Adam Lloyd is a Field Service Engineer at Synnovis & SYNLAB in London, with a background in Biomedical Science and laboratory operations. He started his career working in Blood Sciences as a Biomedical Scientist gaining firsthand experience in clinical chemistry and routine laboratory work.

After progressing into specialist and senior roles, Adam led in the setup and verification of seven Synnovis laboratory sites including the Synnovis Hub in Central London. This involved the implementation of Abbott Alinity analysers and GLP track systems. As a Senior Biomedical Scientist and Production Lead, he supported day-to-day running of clinical chemistry services, helped improve workflows and functioned as a point of contact for analyser and automation issues across different sites. He also set up company user groups in hopes this can be taken across all of Synlab UK&I. Recently finishing his master’s degree where the final focus looked at testing of Ammonia on Abbott Alinity analysers.

In March 2026, Adam moved into his current role as an in-house Field Service Engineer, supporting laboratory instrumentation within a multi-site hub environment. His role includes installation, validation, maintenance, and troubleshooting of diagnostic equipment.



Hyperammonaemia and ammonia assays

Plasma ammonia measurement is a time critical test in the investigation and monitoring of patients with inherited metabolic disorders and liver failure. Clinicians rely on ammonia results to guide urgent treatment decisions; however, assay related analytical limitations can significantly affect result reliability. 

This presentation evaluates the performance of commonly used ammonia assays, highlighting how assay design influences result accuracy in hyperammonaemia patients. Single stage, rate-based assays offer rapid turnaround times, but lack a sample blank correction step and are therefore susceptible to clinically significant interference from high ALT, haemolysis, icterus, and lipaemia, which are often present during metabolic decompensation and acute liver injury.
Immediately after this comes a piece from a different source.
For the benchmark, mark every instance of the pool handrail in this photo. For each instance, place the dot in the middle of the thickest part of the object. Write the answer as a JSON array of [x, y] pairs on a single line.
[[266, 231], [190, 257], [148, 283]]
Patient comparison and interference studies demonstrated that these interferences could lead to substantial positive bias, risking misinterpretation of ammonia severity. 

In contrast, two reagent assays incorporating a blank correction step showed greater analytical resilience, particularly in patients with markedly elevated liver enzymes.  

The work illustrates that assay speed alone does not equate to clinical safety. Selection of ammonia assays must prioritise robustness to interference and consistent performance in critically unwell patients to support safe, 24/7 metabolic and hepatology services.